Australian Unity has launched a new service for home care customers that enables workers to provide non-contact care to its customers, while keeping an eye on their wellbeing.
The Care Companion phone service offers unscripted, personal calls to vulnerable clients.
It gives them an opportunity to have a cup of tea over the phone with a worker and chat about their day, the latest current affairs or whatever’s on their mind.
In the meantime, it gives workers an opportunity to assess the client’s health and wellbeing, conduct vulnerability assessments and link them to other telehealth services if necessary.
Companionship and connection
Care worker Kerry Jackson has been delivering the service from Australian Unity’s Lithgow office.
“I have spoken to some interesting and lonely people, and they are all incredibly grateful for the support,” she says.
“It can be very isolating at home. One customer I spoke to told me his family are overseas and can’t get back to Australia to visit him. He sees no one, so he looks forward to the time he has speaking with me.
“We talk and he tells me all about his life as an architect, travelling the country designing hospitals and specialist medical facilities. These people are just wanting companionship and connection. It goes a long way to helping their mental wellbeing.”
New models of care
It’s the first in new suite of digital services that Australian Unity is looking to offer customers during Covid-19 and beyond. Trials are also underway to provide virtual group support services, such as trivia, cooking classes and exercise sessions.
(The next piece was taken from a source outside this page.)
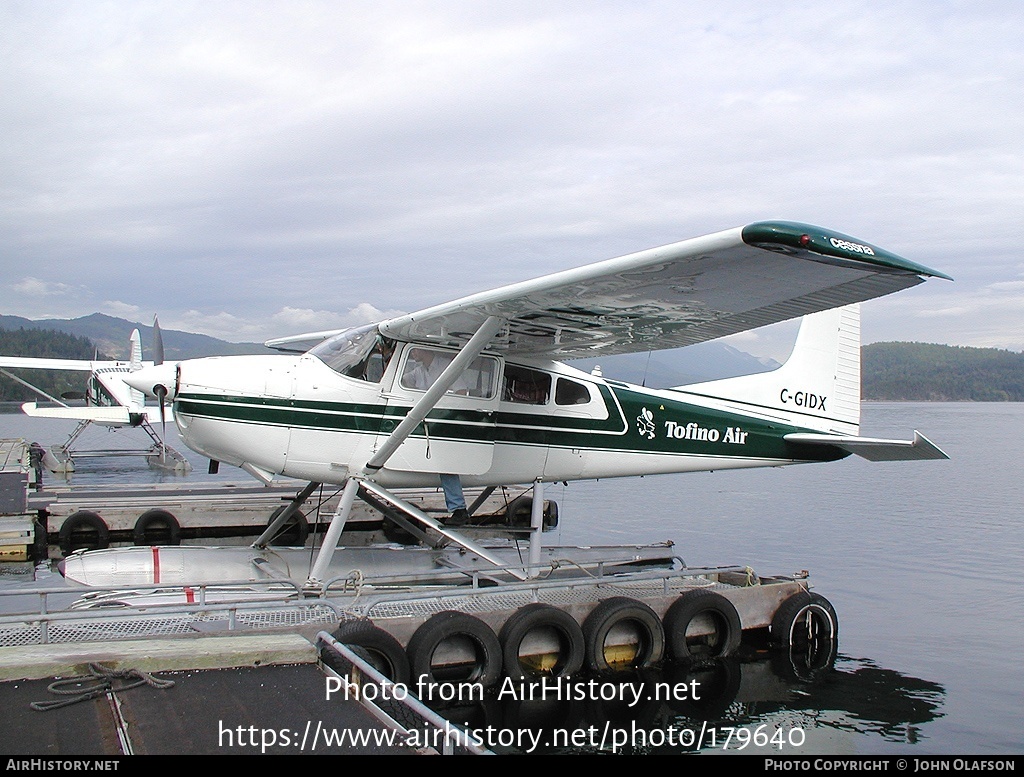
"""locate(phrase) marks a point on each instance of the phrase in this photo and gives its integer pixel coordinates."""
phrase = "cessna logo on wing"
(803, 399)
(855, 247)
Executive general manager of home & disability services Nick O’Callaghan says the Care Companion initiative came in response to signs that clients were cancelling face to face services because of fears about coronavirus.
“It was evident early on that many of our customers were unsure about continuing with their home care service during the pandemic,” Mr O’Callaghan said.
“Cancellations were beginning to accelerate and there were signs from both customers and our own care workers, that they weren’t always comfortable with in-home visits.”
He says, concerned about the drop off in services, the provider started making phone calls to some of its most vulnerable customers in March.
“These calls were so well received, that the decision was made to formalise the service,” he said.
The service was quickly piloted in northern and metropolitan Hunter regions of NSW.
Sales Enablement Manager Michael Tzortzis says clients love the service.
“The simple act of making a telephone call and offering guidance, support – and sometimes just an ear – brought such positive feedback,” he says.
Mr O’Callaghan says while the initiative arose as a solution to conditions created by Covid-19, it has long term potential as a way of enhancing services.
“Customers have adopted technology so much faster than we would have ever imagined. Care workers too, are enjoying exploring new ways to interact and provide much valued care and companionship,” he says.